Una equità che consenta a tutti di vivere bene – XXVI per annum 2025 – Dedicazione chiesa di Rivoltella

XXVI per annum 2025
(Am 6,1a.4-7; Sal 146; 1 Tm 6,11-16; Lc 16,19-31)
Dedicazione chiesa di Rivoltella

          “C’era un uomo ricco, che indossava vestiti di porpora e di lino finissimo, e ogni giorno si dava a lauti banchetti”. Sembra una favola, ma quella che Gesù si appresta a raccontare è la realtà, a tal punto imbarazzante che la tentazione è quella di sorvolare, accontentandosi di un cristianesimo tutto casa e chiesa. Mentre è anche mondo. Anzi, il punto è denunciare le ingiustizie economiche e sociali, determinate anche oggi dall’idolo che è chiamato Mammona, cioè la ricchezza. Non a caso la parabola mette in scena un uomo ricco. Non si dice che faccia qualcosa contro qualcuno. Se ne sta comodamente disteso a casa sua a banchettare lautamente: avete presente la “gintoneria” di Milano giunta alla ribalta della cronaca tempo fa? Ma il limite è che questa presunta autosufficienza rende insensibili, ottusi e si finisce per non accorgersi del povero, della povertà. Anche noi rischiamo di essere sempre dalla parte di chi ha, di chi è sazio e per questo – in modo conformista – troviamo una marea di ‘distinguo’ per dire che alla fine i poveri “se la sono cercata”; che i migranti è gente che vuol fare la pacchia alle nostre spalle, che chi rimane indietro è affare suo! Ma questa reazione così istintiva e così diffusa non è cristiana ed è lontana mille miglia da Gesù che al suo tempo scandalizzò tutti mettendo in crisi l’equazione benessere economico=benedizione divina. Non è vero che chi ha di più sta sotto lo sguardo di Dio e chi non ha è uno sfigato. La ricchezza che è per tutti non può finire solo nelle mani di pochi.

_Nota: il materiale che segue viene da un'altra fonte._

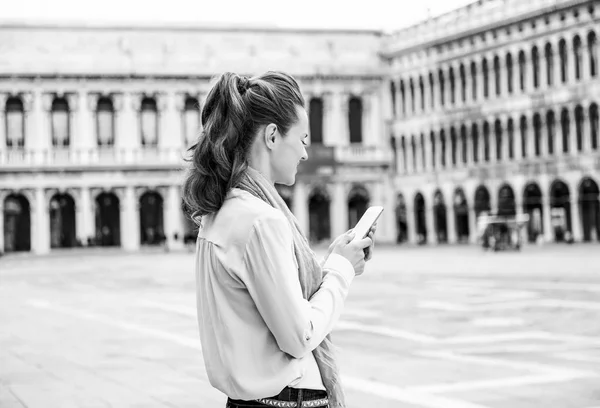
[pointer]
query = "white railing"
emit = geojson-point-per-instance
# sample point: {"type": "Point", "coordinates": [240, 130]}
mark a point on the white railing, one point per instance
{"type": "Point", "coordinates": [363, 154]}
{"type": "Point", "coordinates": [98, 157]}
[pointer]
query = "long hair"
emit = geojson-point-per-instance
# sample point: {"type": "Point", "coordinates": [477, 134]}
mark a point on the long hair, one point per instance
{"type": "Point", "coordinates": [235, 108]}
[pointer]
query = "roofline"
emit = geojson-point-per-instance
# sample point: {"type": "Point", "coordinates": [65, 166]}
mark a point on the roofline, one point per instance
{"type": "Point", "coordinates": [175, 26]}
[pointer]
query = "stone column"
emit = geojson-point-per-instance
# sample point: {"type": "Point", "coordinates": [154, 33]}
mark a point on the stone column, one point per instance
{"type": "Point", "coordinates": [173, 219]}
{"type": "Point", "coordinates": [85, 216]}
{"type": "Point", "coordinates": [572, 131]}
{"type": "Point", "coordinates": [130, 220]}
{"type": "Point", "coordinates": [40, 226]}
{"type": "Point", "coordinates": [170, 136]}
{"type": "Point", "coordinates": [2, 137]}
{"type": "Point", "coordinates": [410, 221]}
{"type": "Point", "coordinates": [339, 207]}
{"type": "Point", "coordinates": [451, 221]}
{"type": "Point", "coordinates": [431, 233]}
{"type": "Point", "coordinates": [575, 213]}
{"type": "Point", "coordinates": [300, 207]}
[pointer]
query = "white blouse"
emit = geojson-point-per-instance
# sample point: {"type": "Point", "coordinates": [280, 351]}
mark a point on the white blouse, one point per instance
{"type": "Point", "coordinates": [257, 330]}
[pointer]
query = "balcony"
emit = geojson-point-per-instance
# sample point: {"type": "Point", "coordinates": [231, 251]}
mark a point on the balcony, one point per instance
{"type": "Point", "coordinates": [363, 155]}
{"type": "Point", "coordinates": [65, 158]}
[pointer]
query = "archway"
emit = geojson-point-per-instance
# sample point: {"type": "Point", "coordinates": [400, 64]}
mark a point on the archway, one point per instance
{"type": "Point", "coordinates": [401, 220]}
{"type": "Point", "coordinates": [439, 211]}
{"type": "Point", "coordinates": [532, 205]}
{"type": "Point", "coordinates": [590, 209]}
{"type": "Point", "coordinates": [420, 221]}
{"type": "Point", "coordinates": [461, 212]}
{"type": "Point", "coordinates": [318, 213]}
{"type": "Point", "coordinates": [17, 224]}
{"type": "Point", "coordinates": [62, 221]}
{"type": "Point", "coordinates": [151, 219]}
{"type": "Point", "coordinates": [358, 202]}
{"type": "Point", "coordinates": [560, 209]}
{"type": "Point", "coordinates": [108, 220]}
{"type": "Point", "coordinates": [506, 201]}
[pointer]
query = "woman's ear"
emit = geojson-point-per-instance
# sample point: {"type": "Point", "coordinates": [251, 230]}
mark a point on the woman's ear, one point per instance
{"type": "Point", "coordinates": [270, 135]}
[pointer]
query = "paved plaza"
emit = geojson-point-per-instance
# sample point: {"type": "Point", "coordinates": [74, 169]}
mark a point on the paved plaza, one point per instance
{"type": "Point", "coordinates": [447, 327]}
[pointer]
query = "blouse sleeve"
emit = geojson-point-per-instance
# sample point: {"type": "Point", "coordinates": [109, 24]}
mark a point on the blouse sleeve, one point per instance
{"type": "Point", "coordinates": [298, 325]}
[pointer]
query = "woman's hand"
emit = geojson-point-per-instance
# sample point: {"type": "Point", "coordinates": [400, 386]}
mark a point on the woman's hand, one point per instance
{"type": "Point", "coordinates": [352, 251]}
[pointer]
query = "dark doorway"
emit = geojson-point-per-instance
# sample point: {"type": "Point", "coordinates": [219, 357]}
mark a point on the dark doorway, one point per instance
{"type": "Point", "coordinates": [62, 221]}
{"type": "Point", "coordinates": [461, 212]}
{"type": "Point", "coordinates": [420, 220]}
{"type": "Point", "coordinates": [17, 224]}
{"type": "Point", "coordinates": [318, 212]}
{"type": "Point", "coordinates": [151, 219]}
{"type": "Point", "coordinates": [590, 209]}
{"type": "Point", "coordinates": [108, 220]}
{"type": "Point", "coordinates": [440, 222]}
{"type": "Point", "coordinates": [532, 205]}
{"type": "Point", "coordinates": [401, 220]}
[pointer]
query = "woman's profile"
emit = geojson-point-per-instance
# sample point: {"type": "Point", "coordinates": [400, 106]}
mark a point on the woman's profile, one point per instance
{"type": "Point", "coordinates": [266, 304]}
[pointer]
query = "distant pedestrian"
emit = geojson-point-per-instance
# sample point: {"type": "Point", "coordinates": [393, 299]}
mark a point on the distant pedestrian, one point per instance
{"type": "Point", "coordinates": [266, 305]}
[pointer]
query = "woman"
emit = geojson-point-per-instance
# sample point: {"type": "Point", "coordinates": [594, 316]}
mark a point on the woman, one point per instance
{"type": "Point", "coordinates": [266, 306]}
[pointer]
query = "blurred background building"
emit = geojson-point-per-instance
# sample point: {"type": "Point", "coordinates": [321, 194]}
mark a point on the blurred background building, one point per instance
{"type": "Point", "coordinates": [492, 107]}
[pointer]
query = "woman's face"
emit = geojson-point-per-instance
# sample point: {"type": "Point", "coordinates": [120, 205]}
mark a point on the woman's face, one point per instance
{"type": "Point", "coordinates": [289, 150]}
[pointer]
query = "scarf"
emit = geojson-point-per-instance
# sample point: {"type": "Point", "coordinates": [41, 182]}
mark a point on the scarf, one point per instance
{"type": "Point", "coordinates": [310, 274]}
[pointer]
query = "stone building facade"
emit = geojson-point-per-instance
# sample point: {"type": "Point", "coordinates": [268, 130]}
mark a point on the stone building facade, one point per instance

Proprio la seconda parte della parabola lo lascia intendere. Perché ad uno schiocco di dita la situazione si capovolge. La morte più che una “livella” sembra una “catapulta”. All’improvviso il ricco sprofonda nell’inferno, tra i tormenti e il povero invece nel grembo di Abramo. E qui accade di ascoltare un dialogo impossibile. C’è un ultimo tentativo che il ricco prova a mettere in campo con la richiesta di un effetto speciale, ma Abramo ha cura di precisare che “se non ascoltano Mosè e i Profeti, non saranno persuasi neanche se uno risorgesse dai morti”. Quale è il senso di questa parabola che è poi la realtà? Per aprirsi ad essa occorre valorizzare la Scrittura e il povero. Entrambi ci mettono a contatto con la realtà. A questo serve una chiesa come quella che stasera inauguriamo. A tenere in attenzione la Parola che ci costringe ad aprire gli occhi sulla realtà e a non chiudere gli occhi sul povero che segnala il limite di una società non ancora pienamente sviluppata. Una chiesa, come a dire la comunità cristiana, è collocata al centro di un territorio per richiamare a queste due fondamentali realtà. La disuguaglianza che è sotto gli occhi di tutti non potrà mai essere santa se la comunità cristiana non se ne fa carico cercando di ridurre la forbice tra ricchi e poveri e introdurre una equità che consenta a tutti di vivere e di vivere bene. Come ammonisce Paolo: “Tu, uomo di Dio,… tendi alla giustizia, alla pietà, alla fede, alla carità, alla pazienza, alla mitezza”. In questi tempi folli di questo c’è bisogno.